What? you say.  I’m only *** years old and I’m not worried about retirement yet.  Well, you should be.  If you live long enough you will reach some magic age where retirement is a present-day reality.  That day will come much faster than you believe.

Think that between social security and your pension fund, you will be financially okay?  Don’t bank on it.  Social security is an iffy bet over the long term.  That fund would be in great shape if a former set of elected Democrats hadn’t started the process of raping it.  They took money out to support their pet projects and replaced the money with federal IOUs.  Once that promise of a secure and dedicated fund was breached it was easy for following administrations/legislators to continue the drainage.

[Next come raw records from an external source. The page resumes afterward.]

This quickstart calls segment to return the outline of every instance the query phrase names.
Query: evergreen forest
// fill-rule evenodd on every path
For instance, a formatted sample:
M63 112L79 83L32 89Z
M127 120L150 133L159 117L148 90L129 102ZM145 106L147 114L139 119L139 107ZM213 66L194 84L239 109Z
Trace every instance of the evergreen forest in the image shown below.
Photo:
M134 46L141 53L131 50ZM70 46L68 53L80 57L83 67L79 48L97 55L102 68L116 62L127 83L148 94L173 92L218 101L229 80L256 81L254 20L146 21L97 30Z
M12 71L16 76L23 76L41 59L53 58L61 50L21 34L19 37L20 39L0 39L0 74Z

So now most experts project the system will be bankrupt in a few years.

The vast majority of retirement plans are grossly underfunded and the sponsoring entity has no way to rebuild it.

Well, okay, but you have a pension plan.  It may be a public/government plan or a private enterprise plan.  Either way, it is very much at risk.  Hundreds of plans are being cut back or totally failing each month. The vast majority of retirement plans are grossly underfunded and the sponsoring entity has no way to rebuild it.  To compound the problem, people are living longer and drawing more out of the pension funds than the funds were ever designed to support.  The most at risk are small communities/counties and teacher funds.  Also, funds managed by unions and companies that have their plans in a mutual management program. So, what are you to do?  Plan for your retirement by saving and investing (in addition to funding any formal retirement plans like a 401k or IRA).  The earlier in life you start, the easier the process will be and the more successful in reaching a comfortable retirement without relying on anyone else.

The reality is that few are really doing anything about the saving issue.  A 2018 survey by Bankrate.comm was very alarming.  Among the findings were:

  40% of households save less than 5% of their gross income;

  19% save nothing; and

  46% of millennials save zero.

A similar study in 2017 indicated that over 50% of households had less than $1,000 in liquid savings.

So, how much is enough?  Most economic advisors I’ve read recommend something along the following lines.

  You should have liquid assets to maintain you for at least 3 months.

  In your 30s  you should have 1 year of your annual income saved;

  In your 40s 3 years;

  In your 50s 6 years;

  In your 60s 8 years; and

  By 67 10 years.

The keys to getting there are not really very complicated, they just take commitment and consistency.  Always live below your means.  Manage debt and keep it to a minimum.  As your income increases don’t use the increase to raise your standard of living but increase your savings.  Keep your money working as hard as you do.